‘Accountants like spending money’: How tech leaders can win budget

NSTA’s joint CFO and CIO has unique insights into blending tech and finance

The North Sea Transition Authority’s CFO and CIO are the same person. Here, Nic Granger explains what her role looks like - and how to win funding for IT leaders that aren’t so lucky.

Are you an IT leader who dreams of holding the purse strings? To take direct control of budgets, and speak to the board from a position they trust?

Perhaps you, like the North Sea Transition Authority’s Nic Granger, can take on joint CFO and CIO roles.

She says the positions blend together more easily than most people think:

“Both professions are looking at giving people data to make better decisions, or helping people do things in a different way; whether that's through automating processes or through digital tools.

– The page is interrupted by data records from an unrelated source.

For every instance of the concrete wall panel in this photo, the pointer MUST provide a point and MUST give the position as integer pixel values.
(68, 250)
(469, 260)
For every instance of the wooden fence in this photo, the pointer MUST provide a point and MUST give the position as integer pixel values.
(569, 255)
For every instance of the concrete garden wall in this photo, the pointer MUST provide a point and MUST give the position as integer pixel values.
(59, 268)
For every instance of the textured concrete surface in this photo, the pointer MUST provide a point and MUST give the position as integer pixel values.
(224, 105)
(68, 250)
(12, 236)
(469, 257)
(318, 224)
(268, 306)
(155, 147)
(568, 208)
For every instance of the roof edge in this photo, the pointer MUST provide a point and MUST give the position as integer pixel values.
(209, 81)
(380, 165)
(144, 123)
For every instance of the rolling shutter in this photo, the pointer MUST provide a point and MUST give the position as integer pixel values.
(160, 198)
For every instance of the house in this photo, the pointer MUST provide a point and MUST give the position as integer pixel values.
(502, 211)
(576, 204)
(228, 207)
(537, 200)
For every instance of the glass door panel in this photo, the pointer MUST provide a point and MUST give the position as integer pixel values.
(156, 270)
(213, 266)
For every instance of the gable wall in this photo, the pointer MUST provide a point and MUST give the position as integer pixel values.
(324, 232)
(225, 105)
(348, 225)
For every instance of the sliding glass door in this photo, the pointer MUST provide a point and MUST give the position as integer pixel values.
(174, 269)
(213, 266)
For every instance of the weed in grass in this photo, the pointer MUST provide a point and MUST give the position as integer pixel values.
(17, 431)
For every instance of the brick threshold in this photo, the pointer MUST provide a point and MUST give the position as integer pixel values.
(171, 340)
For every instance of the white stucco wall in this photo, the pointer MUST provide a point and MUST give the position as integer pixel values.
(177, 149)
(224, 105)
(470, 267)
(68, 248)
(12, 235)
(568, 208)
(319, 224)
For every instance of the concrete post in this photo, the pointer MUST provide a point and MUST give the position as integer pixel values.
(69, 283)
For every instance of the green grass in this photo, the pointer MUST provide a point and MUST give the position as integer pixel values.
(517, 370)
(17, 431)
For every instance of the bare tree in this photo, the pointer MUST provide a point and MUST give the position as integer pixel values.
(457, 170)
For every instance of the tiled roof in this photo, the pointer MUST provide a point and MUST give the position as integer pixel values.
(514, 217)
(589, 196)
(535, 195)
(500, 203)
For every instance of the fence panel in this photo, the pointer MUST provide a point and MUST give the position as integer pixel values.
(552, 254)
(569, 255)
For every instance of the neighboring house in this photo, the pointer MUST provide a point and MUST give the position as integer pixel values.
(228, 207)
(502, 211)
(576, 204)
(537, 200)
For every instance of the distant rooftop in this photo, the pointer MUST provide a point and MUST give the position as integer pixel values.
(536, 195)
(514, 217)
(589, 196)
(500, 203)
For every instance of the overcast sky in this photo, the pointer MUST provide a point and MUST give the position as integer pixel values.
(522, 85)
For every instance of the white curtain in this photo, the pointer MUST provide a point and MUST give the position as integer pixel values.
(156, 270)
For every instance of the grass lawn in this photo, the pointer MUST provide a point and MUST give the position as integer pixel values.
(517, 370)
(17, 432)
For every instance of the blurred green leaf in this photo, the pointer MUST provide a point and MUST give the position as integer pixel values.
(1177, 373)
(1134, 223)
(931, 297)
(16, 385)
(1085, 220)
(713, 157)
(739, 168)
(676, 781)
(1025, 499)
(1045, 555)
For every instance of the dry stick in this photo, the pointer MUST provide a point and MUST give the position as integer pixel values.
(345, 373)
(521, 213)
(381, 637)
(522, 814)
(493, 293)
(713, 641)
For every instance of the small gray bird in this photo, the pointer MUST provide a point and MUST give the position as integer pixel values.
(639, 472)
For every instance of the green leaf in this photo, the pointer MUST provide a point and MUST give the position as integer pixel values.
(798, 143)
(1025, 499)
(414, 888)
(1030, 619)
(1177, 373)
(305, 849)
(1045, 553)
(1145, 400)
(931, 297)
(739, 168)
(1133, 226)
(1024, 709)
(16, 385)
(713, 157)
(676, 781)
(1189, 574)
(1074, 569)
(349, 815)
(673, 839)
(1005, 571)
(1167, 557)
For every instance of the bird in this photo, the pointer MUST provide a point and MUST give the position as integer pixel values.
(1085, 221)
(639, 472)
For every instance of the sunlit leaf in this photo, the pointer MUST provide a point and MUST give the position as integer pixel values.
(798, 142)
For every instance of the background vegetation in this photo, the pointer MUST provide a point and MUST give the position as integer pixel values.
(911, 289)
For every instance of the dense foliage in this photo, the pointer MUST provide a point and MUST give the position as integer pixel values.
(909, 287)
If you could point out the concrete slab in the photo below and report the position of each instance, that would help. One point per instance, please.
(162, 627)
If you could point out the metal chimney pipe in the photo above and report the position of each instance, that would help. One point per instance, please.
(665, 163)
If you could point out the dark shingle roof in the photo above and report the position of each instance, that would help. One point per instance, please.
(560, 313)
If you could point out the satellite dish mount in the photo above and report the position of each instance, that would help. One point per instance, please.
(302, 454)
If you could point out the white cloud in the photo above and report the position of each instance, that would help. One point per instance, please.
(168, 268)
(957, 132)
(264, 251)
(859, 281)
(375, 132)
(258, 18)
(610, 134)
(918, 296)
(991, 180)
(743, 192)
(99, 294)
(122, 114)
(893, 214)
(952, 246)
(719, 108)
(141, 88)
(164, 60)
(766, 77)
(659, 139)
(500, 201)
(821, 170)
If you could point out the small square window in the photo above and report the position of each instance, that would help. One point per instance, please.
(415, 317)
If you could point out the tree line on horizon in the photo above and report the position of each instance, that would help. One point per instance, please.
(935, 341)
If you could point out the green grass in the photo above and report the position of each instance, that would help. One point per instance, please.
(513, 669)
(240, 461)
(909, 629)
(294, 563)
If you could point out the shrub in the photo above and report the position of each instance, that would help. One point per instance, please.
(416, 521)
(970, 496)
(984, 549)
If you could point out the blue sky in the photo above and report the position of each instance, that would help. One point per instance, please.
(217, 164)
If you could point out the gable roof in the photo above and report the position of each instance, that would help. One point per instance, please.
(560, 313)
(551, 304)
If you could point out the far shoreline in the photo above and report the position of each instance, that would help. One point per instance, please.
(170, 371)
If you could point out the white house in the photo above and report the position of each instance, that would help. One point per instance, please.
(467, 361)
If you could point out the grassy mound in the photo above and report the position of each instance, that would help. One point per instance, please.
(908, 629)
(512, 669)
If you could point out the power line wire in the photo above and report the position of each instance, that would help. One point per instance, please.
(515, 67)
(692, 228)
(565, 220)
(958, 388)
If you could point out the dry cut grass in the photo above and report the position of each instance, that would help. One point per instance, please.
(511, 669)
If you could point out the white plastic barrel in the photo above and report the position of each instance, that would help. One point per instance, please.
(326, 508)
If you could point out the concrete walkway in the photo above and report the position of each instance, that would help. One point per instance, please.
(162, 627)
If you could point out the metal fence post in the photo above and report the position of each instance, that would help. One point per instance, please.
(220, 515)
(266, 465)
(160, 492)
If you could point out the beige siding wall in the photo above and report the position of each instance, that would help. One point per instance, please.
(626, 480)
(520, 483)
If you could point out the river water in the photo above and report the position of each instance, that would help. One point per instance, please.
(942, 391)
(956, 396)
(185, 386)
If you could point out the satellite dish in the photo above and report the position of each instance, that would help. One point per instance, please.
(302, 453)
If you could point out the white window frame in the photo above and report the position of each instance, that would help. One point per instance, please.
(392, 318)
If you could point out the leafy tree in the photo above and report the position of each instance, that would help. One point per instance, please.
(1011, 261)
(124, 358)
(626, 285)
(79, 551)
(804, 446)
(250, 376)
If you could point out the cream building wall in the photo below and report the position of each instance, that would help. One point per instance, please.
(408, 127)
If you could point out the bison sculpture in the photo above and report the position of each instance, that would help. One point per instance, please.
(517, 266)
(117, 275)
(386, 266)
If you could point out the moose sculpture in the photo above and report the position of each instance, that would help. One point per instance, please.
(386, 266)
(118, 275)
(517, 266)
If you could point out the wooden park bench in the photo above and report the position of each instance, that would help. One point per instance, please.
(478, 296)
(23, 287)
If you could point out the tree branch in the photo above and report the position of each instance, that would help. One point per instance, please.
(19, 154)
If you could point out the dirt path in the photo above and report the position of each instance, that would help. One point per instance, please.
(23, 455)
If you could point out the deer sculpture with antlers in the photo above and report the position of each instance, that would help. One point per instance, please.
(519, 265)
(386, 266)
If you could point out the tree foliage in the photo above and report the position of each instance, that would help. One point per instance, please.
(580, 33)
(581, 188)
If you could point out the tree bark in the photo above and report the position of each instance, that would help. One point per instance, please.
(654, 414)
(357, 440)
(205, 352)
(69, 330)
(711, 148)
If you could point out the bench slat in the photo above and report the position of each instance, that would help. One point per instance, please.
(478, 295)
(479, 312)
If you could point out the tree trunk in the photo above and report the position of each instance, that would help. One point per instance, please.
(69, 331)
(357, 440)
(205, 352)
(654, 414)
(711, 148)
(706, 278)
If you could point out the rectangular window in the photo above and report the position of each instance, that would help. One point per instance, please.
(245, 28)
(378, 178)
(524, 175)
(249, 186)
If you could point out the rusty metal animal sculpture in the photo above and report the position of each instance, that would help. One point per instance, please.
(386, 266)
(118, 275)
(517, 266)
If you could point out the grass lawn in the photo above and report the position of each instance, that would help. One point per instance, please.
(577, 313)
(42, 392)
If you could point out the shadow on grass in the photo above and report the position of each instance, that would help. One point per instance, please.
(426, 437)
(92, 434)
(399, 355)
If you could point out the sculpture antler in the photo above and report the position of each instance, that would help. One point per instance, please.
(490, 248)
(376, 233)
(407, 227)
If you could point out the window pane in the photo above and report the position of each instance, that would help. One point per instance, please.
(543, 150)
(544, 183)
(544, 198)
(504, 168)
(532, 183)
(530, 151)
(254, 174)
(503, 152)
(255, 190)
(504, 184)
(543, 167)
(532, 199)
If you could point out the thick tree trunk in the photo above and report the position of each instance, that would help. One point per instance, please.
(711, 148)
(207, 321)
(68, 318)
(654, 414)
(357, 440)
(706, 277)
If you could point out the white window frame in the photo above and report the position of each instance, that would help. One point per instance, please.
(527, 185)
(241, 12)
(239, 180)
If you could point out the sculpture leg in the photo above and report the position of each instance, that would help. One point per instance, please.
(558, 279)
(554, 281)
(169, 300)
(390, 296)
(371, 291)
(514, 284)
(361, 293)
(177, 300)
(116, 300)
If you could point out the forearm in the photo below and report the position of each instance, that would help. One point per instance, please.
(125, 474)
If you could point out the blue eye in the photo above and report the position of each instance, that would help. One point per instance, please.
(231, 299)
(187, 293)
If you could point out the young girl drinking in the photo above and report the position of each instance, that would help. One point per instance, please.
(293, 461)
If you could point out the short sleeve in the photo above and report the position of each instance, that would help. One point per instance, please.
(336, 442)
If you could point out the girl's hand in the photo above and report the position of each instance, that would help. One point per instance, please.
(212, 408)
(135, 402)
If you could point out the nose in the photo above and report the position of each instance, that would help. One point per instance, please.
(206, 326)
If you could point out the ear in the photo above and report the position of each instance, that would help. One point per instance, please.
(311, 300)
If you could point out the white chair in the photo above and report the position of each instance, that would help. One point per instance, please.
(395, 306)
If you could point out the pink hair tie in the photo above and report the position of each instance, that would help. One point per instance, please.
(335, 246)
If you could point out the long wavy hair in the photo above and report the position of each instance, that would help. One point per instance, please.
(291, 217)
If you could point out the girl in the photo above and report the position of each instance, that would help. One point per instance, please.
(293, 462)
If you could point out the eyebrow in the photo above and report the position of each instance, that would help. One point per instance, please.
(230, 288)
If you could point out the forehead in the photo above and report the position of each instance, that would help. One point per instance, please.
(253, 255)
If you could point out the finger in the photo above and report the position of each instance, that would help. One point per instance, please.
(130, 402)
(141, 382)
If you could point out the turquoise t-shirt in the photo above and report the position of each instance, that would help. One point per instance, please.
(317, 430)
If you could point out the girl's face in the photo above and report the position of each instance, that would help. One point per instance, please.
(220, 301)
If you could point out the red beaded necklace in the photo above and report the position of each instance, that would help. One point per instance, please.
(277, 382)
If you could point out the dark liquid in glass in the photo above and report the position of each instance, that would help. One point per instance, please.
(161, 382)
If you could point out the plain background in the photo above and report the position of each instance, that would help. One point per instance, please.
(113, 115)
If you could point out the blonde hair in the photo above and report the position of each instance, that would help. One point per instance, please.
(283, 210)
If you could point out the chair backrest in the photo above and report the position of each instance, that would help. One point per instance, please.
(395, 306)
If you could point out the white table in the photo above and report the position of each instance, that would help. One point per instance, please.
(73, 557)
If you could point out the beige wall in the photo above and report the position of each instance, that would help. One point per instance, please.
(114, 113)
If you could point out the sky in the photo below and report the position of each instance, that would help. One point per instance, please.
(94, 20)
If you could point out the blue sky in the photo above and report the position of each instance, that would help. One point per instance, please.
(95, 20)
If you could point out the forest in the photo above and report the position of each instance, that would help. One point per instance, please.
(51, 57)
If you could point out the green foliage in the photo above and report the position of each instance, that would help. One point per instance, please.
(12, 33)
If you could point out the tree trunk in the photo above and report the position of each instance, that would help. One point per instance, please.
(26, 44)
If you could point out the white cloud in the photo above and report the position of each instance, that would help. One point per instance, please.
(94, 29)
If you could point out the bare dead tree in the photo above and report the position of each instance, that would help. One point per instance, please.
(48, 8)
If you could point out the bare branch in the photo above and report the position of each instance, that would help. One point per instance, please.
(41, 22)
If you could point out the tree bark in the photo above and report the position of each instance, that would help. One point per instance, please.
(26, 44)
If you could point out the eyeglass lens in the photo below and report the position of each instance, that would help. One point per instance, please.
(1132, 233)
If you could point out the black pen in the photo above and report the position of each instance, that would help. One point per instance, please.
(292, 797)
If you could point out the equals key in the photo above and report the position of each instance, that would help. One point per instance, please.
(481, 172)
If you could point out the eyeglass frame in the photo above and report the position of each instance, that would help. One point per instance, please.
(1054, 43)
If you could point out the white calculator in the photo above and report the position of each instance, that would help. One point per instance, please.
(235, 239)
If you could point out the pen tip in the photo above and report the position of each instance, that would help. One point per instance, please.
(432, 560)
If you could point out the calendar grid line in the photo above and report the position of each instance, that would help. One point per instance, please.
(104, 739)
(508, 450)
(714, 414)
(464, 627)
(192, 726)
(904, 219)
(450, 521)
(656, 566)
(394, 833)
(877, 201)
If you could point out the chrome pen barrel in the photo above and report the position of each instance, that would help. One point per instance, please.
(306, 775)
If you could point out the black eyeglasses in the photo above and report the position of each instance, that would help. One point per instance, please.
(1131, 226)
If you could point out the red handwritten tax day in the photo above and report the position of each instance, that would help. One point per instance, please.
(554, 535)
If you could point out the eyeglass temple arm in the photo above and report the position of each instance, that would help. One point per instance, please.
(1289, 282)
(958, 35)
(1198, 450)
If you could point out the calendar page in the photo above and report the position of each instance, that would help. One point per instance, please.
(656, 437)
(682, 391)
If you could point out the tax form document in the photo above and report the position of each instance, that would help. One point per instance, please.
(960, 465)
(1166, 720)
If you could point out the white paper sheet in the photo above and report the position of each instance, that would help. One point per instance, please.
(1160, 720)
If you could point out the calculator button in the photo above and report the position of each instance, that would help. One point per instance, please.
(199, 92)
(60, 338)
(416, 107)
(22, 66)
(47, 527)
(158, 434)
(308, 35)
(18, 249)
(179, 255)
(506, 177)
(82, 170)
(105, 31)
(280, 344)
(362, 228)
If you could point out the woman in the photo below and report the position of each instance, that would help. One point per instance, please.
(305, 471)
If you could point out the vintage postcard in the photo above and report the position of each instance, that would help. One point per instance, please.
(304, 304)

“So actually, the two parts of that portfolio blend really well when you actually think about the outcomes and what you're trying to deliver, which is data and ways of working.”

Nic was already working across both sides of the business, but officially took over as CIO when John Seabourn left NSTA to join APEM Group last year.

The NSTA – which regulates the UK’s oil and gas, offshore hydrogen, and carbon storage industries – holds more than a petabyte of data. Most pertains to geological map and rock information, with “not much” being financial or commercial data.

With more than 95% of that data being in the public domain – usable by anyone who wants it – it needs to be easy to navigate and secure.

Nic says that means both the financial and geological data involve "lots of the same competencies,” with data driving decision-making in both roles.

Whether Nic is acting as CFO or CIO, her job comes back to transformation. That might be directly, in terms of making sure infrastructure is up to date and streamlining manual processes, or taking a strategic approach to ensure funding is available.

“I sit on our board with my CFO hat on, and that enables us as an organisation to look at things in a digital way... When I'm at the table I'm not purely talking the finance, I’m talking across the topics that the board cover, and I'll be making sure that digital, data and tech is really high in terms of that agenda.”

She adds, “Certainly in a government body, you don't always have your CIO on your board, so it's an opportunity for me to make sure that the organisation is actually doing what it said it would do, which was be data-driven - and that it has the funding in the right place for those digital tools and the transformation, whilst also making sure that transformation goes across the piece and everything that we do.”

Speaking the language

Being both CFO and CIO gives Nic a unique insight into how IT leaders can talk to finance teams. Though her advice seems, on the surface, a little counterintuitive:

“When you're talking about data and digital, and particularly trying to get finance for data and digital, my first piece of advice is ‘Don't talk about data and digital.’”

She explains:

“If you're talking to the board, or other people that are approving funding, they're not interested in data itself, or digital technology. They're interested in what it can deliver, how it can help the strategic aims of the organisation.

“There's a myth that accountants don't want to spend money. Accountants do like spending money, but they want to spend it on the right things. So, if people start talking in a really technical way about something that someone doesn't necessarily understand, you're going to switch off.”

“Those examples bring it to life for a board

The most valuable thing you can do, then, is explain what you’re going to do, rather than exactly how you’re going to do it. Focus on outcomes and how they meet the business’s strategic aims.

Examples can be a great help. Nic shared one of her own, from when was looking to raise the quality of NSTA’s data.

Most of the information the regulator collects is geological map and rock data, so you’d expect lots of images of...maps and rocks. But, that’s not the only thing that makes its way into the system.

“We found that the European Championship team listing for one year was submitted as a piece of geological data. Clearly not going to help us understand the subsurface.

“We've also had some lovely photos of someone's garden submitted as a piece of data. Again, not going to help you understand their geology of the Marine Basin.

“Those kinds of examples bring it to life for a board. If you say, ‘I've got bad data quality,’ they don't know what you mean. If you say, ‘We're expecting data about rocks, and I've got data on flowers,’ it brings a bit of humour to the room, but it also means that people start to understand what you're talking about.”

Have you found that talking about outcomes, rather than outputs, helps those funding conversations?